Marienrachdorf im Westerwald

Zur Geschichte von Marienrachdorf

Der Dorfplatz mit der kath. Kirche[Bild: Bettina Dietrich]

Erstmals erwähnt wird eine Ursiedlung Rachdorf im Jahr 1191, als ein »Roricus de Rachtorff«[Anm. 1] in einer Urkunde des Kölner Erzbischofs Philip I. von Heinsberg (1167-1191) erscheint, der sich Burg Olbrück von Graf Dietrich von Wied (1189-1242) zu Lehen auftragen ließ.[Anm. 2] Entstanden sein dürfte Rachdorf wie andere -dorf-Orte im Westerwald auch in fränkischer Zeit, spätestens wohl im 6. Jahrhundert.[Anm. 3]

Anfangs nur als »Rachdorf« (Dorf des Racho?) bezeichnet, wandelt sich der Ortsname im Laufe der Zeit: »Marcrachdorf« (1321), »Rachdorf« (1343), »Marttraichdorff« (1426), »Rechtorff« (1458), »Martraechtorff« (1488), »Marckrachdorff« (1550), »Marcktrachdorf« (1513). So wurde der Ort als das an der Mark, an der Grenze liegende Rachdorf von Brückrachdorf und Freirachdorf unterschieden. Die Namensbestandteil »Mark« wurde unter dem Einfluss des Patroziniums der Kirche (1739: »Mariae Rachdorf«) zu dem heute gültigen Marienrachdorf umgewidmet.[Anm. 4]

Unter den Herren und Grafen von Isenburg

Marienrachdorf war das Zentrum einer isenburgischen Grundherrschaft.[Anm. 5] Bis zum Jahr 1664 stand die Ortsherrschaft in Marienrachdorf in Abhängigkeit vom Erzstift Trier den verschiedenen Vertretern des Hauses Isenburg zu. So belehnte Erzbischof Johann II. von Trier (1456-1503) im Jahr 1460 Gerlach von Isenburg-Grenzau (1443-1501) mit der Burg Grenzau sowie den Dörfern Rachdorf, Breitenau, Meudt und Alsbach, wie dies schon Philipp von Isenburg (1395-1439/40) und dessen Vorfahren besessen hatten.[Anm. 6]

Die Isenburger waren selbst in Marienrachdorf mit trierischen Lehen begütert.[Anm. 7] Im Jahr 1343 bestätigte Philip, Herr von Isenburg(-Grenzau) (1332-1370) die »herscheften, gerichtes, Lude, Gudes oder Gulde« in Marienrachdorf (Rachdorf) und in anderen Dörfern sowie in deren Pfarreien als Lehen des Trierer Erzbischofs Balduin.[Anm. 8]

Auch das Patronatrecht und Einkünfte aus dem Zehnten standen den Isenburgern zu.
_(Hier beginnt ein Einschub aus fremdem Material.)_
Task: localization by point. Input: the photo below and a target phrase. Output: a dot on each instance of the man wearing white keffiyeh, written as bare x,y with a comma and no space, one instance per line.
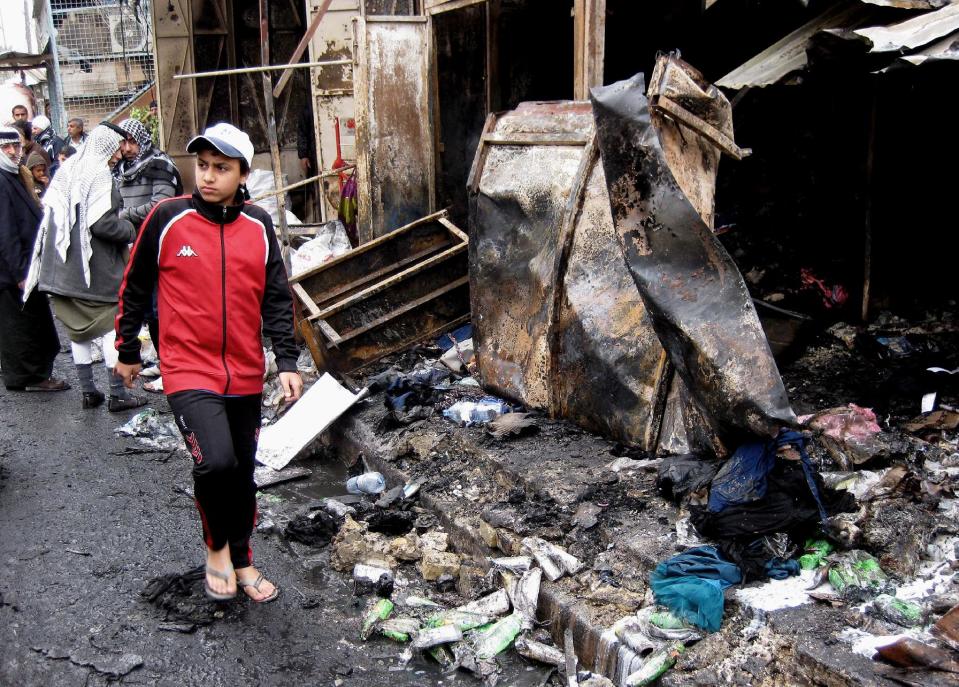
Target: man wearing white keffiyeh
79,257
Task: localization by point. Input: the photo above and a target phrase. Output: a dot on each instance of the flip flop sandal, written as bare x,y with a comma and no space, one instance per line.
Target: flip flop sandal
256,586
217,596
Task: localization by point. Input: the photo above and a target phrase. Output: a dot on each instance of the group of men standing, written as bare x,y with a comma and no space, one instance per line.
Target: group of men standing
30,156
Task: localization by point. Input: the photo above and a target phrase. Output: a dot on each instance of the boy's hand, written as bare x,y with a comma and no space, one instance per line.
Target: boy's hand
128,373
292,386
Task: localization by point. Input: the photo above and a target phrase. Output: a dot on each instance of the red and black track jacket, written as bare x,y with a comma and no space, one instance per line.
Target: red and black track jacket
221,282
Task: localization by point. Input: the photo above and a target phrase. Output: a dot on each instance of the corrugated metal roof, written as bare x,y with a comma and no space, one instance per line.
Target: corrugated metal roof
788,55
852,20
912,33
946,49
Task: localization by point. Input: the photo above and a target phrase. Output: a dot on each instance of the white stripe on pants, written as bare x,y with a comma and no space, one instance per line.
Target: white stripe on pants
83,350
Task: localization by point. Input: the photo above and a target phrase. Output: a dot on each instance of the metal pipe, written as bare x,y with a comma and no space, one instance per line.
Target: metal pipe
262,68
303,182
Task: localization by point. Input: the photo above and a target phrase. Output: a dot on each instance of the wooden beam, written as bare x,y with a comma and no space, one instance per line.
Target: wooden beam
534,140
301,47
305,299
261,68
405,308
385,284
370,245
327,296
316,348
701,126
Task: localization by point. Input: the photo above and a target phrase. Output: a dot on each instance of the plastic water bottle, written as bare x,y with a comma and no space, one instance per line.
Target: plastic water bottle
367,483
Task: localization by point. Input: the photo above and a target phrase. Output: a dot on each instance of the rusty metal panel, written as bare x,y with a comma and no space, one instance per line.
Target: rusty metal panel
332,88
386,295
693,291
558,323
395,146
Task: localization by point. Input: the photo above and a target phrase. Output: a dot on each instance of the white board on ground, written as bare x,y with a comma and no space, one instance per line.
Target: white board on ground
314,412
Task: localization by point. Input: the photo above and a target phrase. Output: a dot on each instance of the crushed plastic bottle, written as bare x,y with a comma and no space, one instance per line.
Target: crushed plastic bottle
399,629
478,412
816,552
367,483
371,578
655,666
898,611
464,620
498,637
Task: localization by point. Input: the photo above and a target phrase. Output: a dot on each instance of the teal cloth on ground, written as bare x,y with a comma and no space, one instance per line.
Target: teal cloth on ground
691,585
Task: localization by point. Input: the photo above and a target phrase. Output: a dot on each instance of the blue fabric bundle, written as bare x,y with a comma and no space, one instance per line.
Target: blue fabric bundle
691,585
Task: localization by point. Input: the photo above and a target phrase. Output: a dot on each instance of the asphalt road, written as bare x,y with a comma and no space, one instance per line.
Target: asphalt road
84,527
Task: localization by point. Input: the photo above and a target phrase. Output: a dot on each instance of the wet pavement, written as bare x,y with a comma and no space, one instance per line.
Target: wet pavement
86,523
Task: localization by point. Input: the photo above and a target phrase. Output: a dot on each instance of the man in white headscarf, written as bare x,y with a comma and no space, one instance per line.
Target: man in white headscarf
47,139
79,258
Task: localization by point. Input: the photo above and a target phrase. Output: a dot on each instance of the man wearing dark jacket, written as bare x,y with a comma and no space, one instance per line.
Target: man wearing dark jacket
145,175
45,137
28,338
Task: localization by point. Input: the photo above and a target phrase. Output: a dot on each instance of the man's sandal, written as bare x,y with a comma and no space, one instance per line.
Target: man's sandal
219,574
256,587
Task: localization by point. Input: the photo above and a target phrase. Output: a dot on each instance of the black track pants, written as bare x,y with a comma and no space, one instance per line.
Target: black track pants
28,338
221,434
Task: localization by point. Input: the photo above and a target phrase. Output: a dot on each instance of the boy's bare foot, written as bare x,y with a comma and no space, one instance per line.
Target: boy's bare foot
220,562
254,585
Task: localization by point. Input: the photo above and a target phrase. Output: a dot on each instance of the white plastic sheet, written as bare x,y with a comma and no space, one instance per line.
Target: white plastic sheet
314,412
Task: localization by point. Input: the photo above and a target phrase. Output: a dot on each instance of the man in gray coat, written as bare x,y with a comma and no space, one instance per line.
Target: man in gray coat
28,338
145,175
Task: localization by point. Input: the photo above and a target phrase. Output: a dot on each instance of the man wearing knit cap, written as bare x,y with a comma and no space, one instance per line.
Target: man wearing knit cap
37,165
45,137
28,338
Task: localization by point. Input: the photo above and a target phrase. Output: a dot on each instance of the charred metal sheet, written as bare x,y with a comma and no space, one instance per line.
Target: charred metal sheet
697,299
395,151
386,295
558,324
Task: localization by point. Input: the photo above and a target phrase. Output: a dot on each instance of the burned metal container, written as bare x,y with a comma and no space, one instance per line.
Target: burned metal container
385,295
579,279
660,156
558,323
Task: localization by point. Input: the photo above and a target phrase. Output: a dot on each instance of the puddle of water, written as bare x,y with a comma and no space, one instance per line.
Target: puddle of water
328,479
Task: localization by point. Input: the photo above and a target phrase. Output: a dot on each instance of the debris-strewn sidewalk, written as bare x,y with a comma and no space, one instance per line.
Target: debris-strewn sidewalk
886,575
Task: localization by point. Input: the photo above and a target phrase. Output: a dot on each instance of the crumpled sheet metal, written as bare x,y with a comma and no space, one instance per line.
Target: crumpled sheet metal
694,293
558,324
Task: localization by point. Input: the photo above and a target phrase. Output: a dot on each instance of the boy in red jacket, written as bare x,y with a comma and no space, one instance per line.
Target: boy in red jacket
221,282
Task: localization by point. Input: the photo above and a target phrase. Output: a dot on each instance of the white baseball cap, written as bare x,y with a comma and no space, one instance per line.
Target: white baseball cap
227,139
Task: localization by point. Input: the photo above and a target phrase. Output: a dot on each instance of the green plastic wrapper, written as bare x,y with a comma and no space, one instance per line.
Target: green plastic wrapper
381,610
498,637
462,619
667,621
856,576
656,665
816,552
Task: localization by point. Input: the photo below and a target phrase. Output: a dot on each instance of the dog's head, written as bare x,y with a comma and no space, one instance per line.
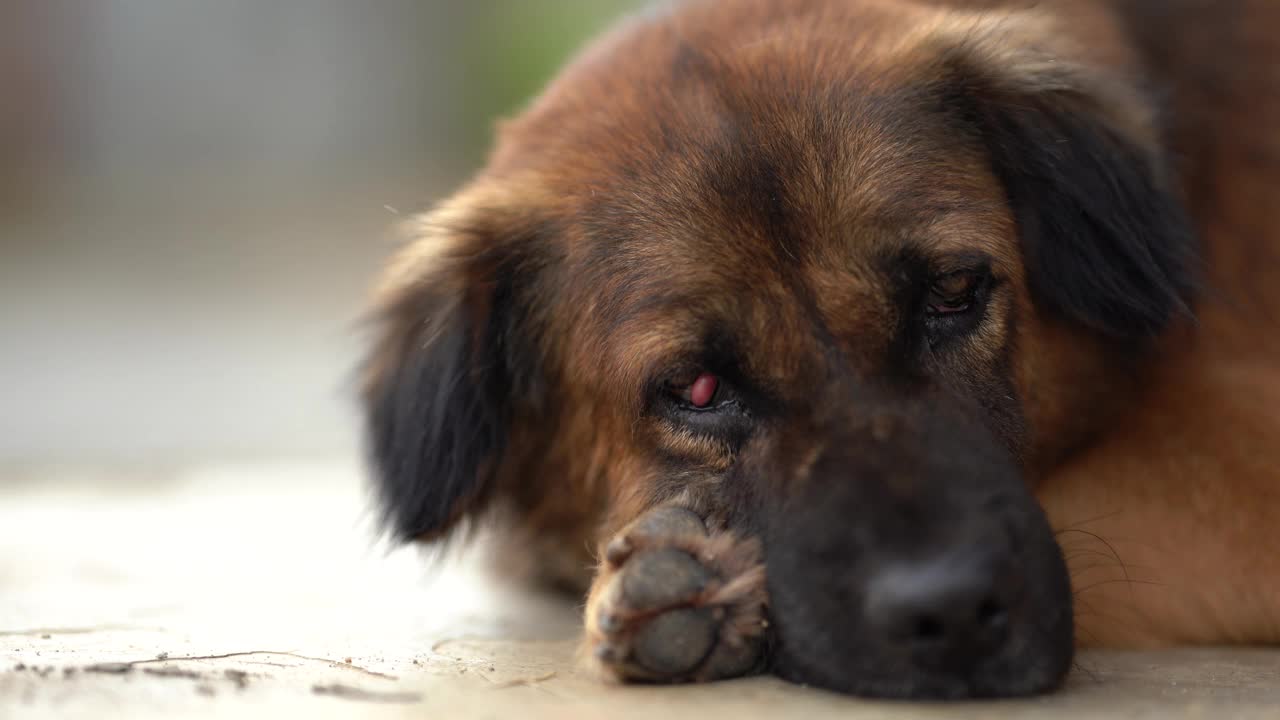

So verfügte Gerlach, Herr zu Isenburg (1319-1371) 1338 über das Patronatrecht und den Zehnten zu Marienrachdorf (Rachdorf).[Anm. 9] Im Jahr 1392 musste Salentin V. von Isenburg (1368-1419) allerdings die Hälfte des Patronatrechtes und des Zehnten in Marienrachdorf dem Gerlach von Isenburg-Wied (1369-1413) überlassen.[Anm. 10] Diese geteilten Rechte an Patronat und Zehnten in Marienrachdorf, stets Lehen der Trierer Erzbischöfe , wurden des Öfteren wiederholt.[Anm. 11]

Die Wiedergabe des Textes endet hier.